Bad Week To Quit Drinking

Angelenos, buckle your chinstraps. It is going to be wild week. Tonight: green tea, a sensible dinner and 8 hours shut-eye because tomorrow the mayhem begins. Tomorrow is Fat Tuesday and you know what that means. The best place to spend Mardi Gras if you are over 30 is Cafe Boogaloo in Hermosa Beach. I know it sounds like I am making this up but they have got some of the best food in the South Bay. Afterwards, head down the pier to Dragon and say hello to my sister (Hi Meghan!). Wednesday the Cajun craziness continues as friends from New Orleans arrive to teach us left coasters a thing or two about hurricanes. Thursday night casa Mick welcomes the Saucy Canadian from the Great White Naughty.
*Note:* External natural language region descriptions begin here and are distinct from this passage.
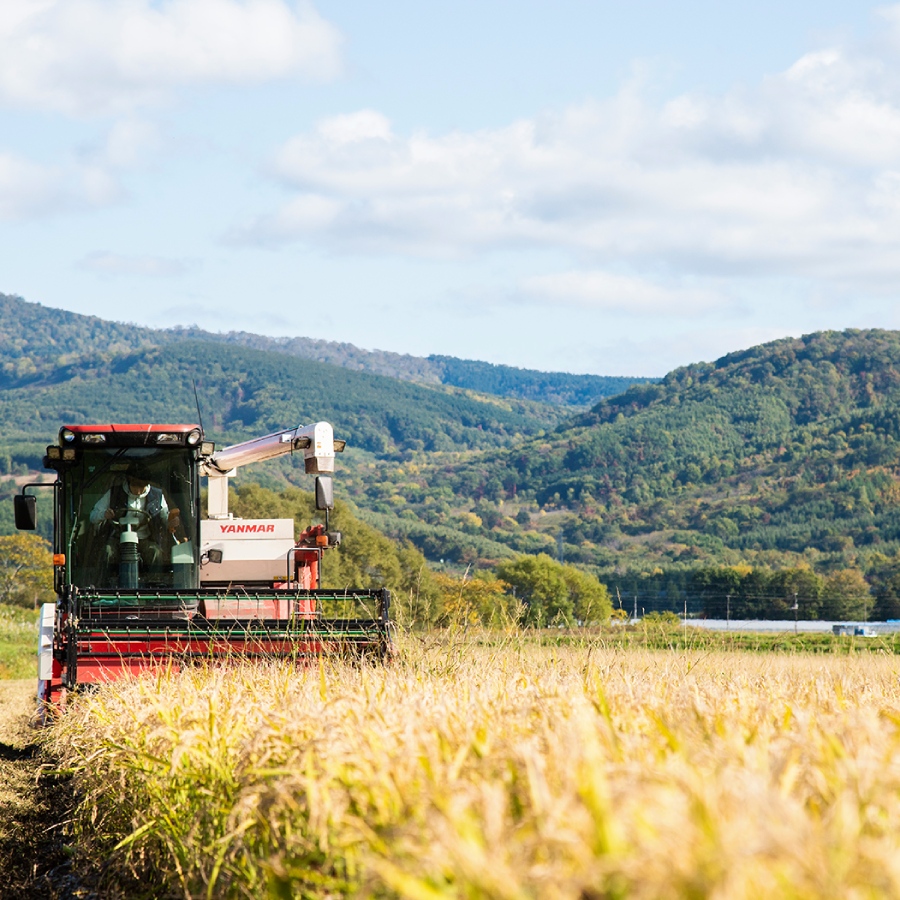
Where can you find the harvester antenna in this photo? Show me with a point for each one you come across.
(197, 401)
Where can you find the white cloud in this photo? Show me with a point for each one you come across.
(106, 263)
(29, 190)
(796, 177)
(612, 292)
(88, 57)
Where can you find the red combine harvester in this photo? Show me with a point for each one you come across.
(141, 579)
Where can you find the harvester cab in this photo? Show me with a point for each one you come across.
(141, 578)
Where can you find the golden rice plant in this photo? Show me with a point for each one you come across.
(516, 771)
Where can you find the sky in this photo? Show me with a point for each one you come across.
(597, 187)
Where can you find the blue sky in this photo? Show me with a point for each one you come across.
(591, 187)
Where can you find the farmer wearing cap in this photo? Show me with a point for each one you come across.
(135, 494)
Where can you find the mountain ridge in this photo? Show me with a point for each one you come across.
(35, 338)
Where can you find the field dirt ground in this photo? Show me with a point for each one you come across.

All of which is prelude to 4 shows by the legendary O.C. self-destructoids Smogtown (whose death I prematurely eulogized in the liner notes of what was supposed to be their last record. Investor alert: order the vinyl). Now the beach city butchers are back and more dangerous than ever, if only to themselves. Smogtown is part Repo Man, part FIRPO and 100% punk rock. Costa Misery, Long Beach, Pomona, and Hollyweird: careful be very; the fuhrers of domesticviolenceland are coming. And if you needed another reason to come witness the latest and greatest installment of Vermin on the Mount in Chinatown on Sunday, it is only Chinese-freaking-New Year. Whether you prefer to sit at it, dance on it, or sleep under it, it is time to belly up, ladies and gentlemen, and shake your firecrackers.